В тот момент какой-то плешивый гад засветил мне в зубы так, что искры посыпались из глаз, а рот заволокло противной солоноватой жижей.
– Прекратите! – прокатился под сводами зычный голос.
Драка и впрямь затихла. Народ поджался и сник. Посреди образованного круга вырос высокий седобородый старик в расшитой серебром одежде и белоснежном покрывале, ниспадавшем до пят.
– Что вы делаете, безумцы? – Спросил он с нарочитым спокойствием, но видно было, что даётся оно ему с большим трудом. Сухие старческие пальцы мелко вздрагивали. – Вы соображаете, где находитесь? Вы в доме Божьем.
Равви в разодранном перепачканном хитоне, с разбитой скулой и окровавленной губой выступил вперёд. В отличие от служителя он не старался держать лицо.
– В доме Божьем?! – гневно выговорил он, тяжело дыша, – Что Вы сделали с храмом?
– Кто ты такой, чтобы читать мне нотации? – Кустистые брови старика гневно сошлись на переносице, в голосе проявились угрожающие нотки.
– Тот, кто послан спасти этот мир Отцом моим! – с вызовом ответил Равви.
– Это богохульство! – угрожающе проговорили стоявшие возле старика служители.
И тотчас это слово облетело зал, повторяясь в толпе, зловещим эхом отдаваясь под каменными сводами.
– Что ты такое говоришь? – Священник сокрушённо покачал головой и обвёл взглядом собравшихся вокруг людей, безмолвно и жадно следивших за схваткой, призывая посочувствовать человеческому безумию. Подоспевшие к нему ещё двое служителей храма снисходительно заулыбались. – Мы прекрасно знаем, кто ты и откуда. Знаем отца твоего, плотника Иосифа и мать Марию, честных достойных людей, а также братьев твоих. Они скорбят о тебе. Ты стал на плохой путь, сын мой. Зачем ты смущаешь людей своими сумасбродными речами? Лучше возвращайся домой, а мы помолимся, чтобы Господь вернул тебе разум…

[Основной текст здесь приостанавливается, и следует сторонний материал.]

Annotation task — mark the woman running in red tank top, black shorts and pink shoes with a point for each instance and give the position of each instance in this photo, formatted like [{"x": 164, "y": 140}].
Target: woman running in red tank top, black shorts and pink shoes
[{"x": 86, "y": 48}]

По толпе пробежал смешок. На щеках Равви проступили рваные пятна, но, не оглянувшись, он вздёрнул подбородок и возвысил голос, обращаясь к священнику:
– Почему ты назвал меня безумцем? Лишь потому, что я сказал, что Всевышний – Отец мой? Но разве в Писании не сказано, что все мы – Божьи дети? Вы плохо читали? Или позабыли? Или предали Господа в погоне за суетной славой, деньгами и властью? Или… – Голос Равви, возвысившись, окреп, взметнулся под каменные своды, исполнившись свистящей ярости, срываясь на крик, – вы продали его? Как продали Крестителя! Вот, кому вы служите, а не Богу и не народу своему! – Равви сгрёб пригоршню монет из серебряной кружки, швырнул в священника.
Воцарилась тишина, такая густая и всеобъемлющая, что не хотелось разрушать её ни единым звуком. И в этом ватном оцепенении раздался тупой монотонный звон падающих монет. Тускло поблёскивая, медные и серебряные кругляши ударялись о каменный пол, некоторое время плясали на нём, а затем замирали, лукаво и соблазнительно притаившись возле ног остолбеневших прихожан.